SPICE Workshop on Quantum Functionalities of Nanomagnets, June 17th - 19th 2025
María José Martínez Pérez
Cavity Quantum Electrodynamics (C-QED) is a powerful tool for manipulating and interrogating qubits or engineering matter polaritons. However, cavity photons in superconducting circuits impose restrictions on the maximum coupling strengths, thereby constraining the regimes and physical phenomena that can be explored within C-QED platforms. Beyond photons, the solid state offers many other quantized bosonic excitations. Among these, magnons—the quanta of spin waves in magnetic solids—stand out. The rich physics of light-matter hybrids is, in principle, transferable to magnon-matter systems, which present notable advantages, including reduced cavity size and enhanced coupling strengths.

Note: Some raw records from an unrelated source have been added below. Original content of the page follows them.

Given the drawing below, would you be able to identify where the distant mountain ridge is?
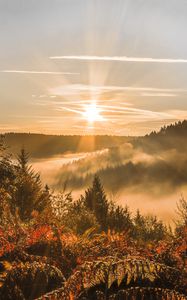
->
[3,133,132,158]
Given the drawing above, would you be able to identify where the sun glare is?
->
[83,104,103,123]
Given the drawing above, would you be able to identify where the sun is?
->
[83,104,103,123]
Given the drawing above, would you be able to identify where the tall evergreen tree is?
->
[83,175,109,230]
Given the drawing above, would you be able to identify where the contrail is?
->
[0,70,80,75]
[50,55,187,64]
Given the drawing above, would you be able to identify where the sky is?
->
[0,0,187,136]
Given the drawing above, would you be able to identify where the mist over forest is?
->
[5,121,187,222]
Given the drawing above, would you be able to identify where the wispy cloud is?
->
[141,93,177,97]
[50,55,187,64]
[0,70,80,75]
[49,84,187,96]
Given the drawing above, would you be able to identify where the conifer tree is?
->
[83,175,109,230]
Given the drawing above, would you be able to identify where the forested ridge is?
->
[0,123,187,300]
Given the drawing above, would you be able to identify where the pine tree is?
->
[83,175,109,230]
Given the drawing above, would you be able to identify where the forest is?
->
[0,128,187,300]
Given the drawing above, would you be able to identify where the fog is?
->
[32,143,187,225]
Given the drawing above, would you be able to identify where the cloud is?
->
[49,84,187,96]
[141,93,177,97]
[50,55,187,64]
[0,70,80,75]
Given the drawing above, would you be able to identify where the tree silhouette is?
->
[83,175,109,230]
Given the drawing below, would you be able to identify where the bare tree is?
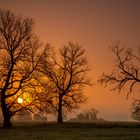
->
[99,42,140,119]
[131,99,140,121]
[0,10,45,127]
[99,42,140,97]
[41,42,90,123]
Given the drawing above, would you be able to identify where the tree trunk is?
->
[57,95,63,124]
[1,95,12,128]
[3,113,12,128]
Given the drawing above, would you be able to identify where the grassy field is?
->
[0,122,140,140]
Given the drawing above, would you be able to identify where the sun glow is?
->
[18,98,23,104]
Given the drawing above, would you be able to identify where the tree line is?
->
[0,9,140,127]
[0,10,90,127]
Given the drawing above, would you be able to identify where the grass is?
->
[0,122,140,140]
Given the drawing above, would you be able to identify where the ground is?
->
[0,122,140,140]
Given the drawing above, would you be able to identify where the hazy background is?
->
[0,0,140,120]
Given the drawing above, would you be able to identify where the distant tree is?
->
[99,42,140,97]
[76,108,98,122]
[131,99,140,121]
[99,42,140,119]
[69,108,98,122]
[41,42,90,123]
[0,10,46,127]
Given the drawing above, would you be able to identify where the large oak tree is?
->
[0,10,42,127]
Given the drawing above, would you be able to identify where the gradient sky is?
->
[0,0,140,120]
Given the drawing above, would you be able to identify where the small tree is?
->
[41,42,90,123]
[99,42,140,119]
[99,42,140,97]
[0,10,42,127]
[131,99,140,121]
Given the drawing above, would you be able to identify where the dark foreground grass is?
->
[0,122,140,140]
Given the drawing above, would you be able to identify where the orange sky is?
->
[0,0,140,120]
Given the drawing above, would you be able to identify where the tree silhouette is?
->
[0,10,42,127]
[99,42,140,118]
[41,42,90,123]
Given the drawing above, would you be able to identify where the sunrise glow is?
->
[18,98,23,104]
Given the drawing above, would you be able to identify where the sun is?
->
[18,98,23,104]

In this work, we report the first experimental observation of strong magnon-spin coupling. To achieve this, we utilize a layered van der Waals antiferromagnet, CrSBr, as the magnonic cavity, and a paramagnetic ion crystal, GdW₁₀, as the solid-state spin ensemble. Using microwave absorption spectroscopy at millikelvin temperatures, we detect an avoided crossing that vanishes at high power. Our theoretical framework reveals that this power-dependent behavior arises from saturation, allowing us to quantify the effective number of spins hybridized with the magnon modes. These findings pave the way for the use of CrSBr and similar layered materials as magnonic platforms in hybrid quantum systems, offering potential applications in both fundamental research and quantum devices.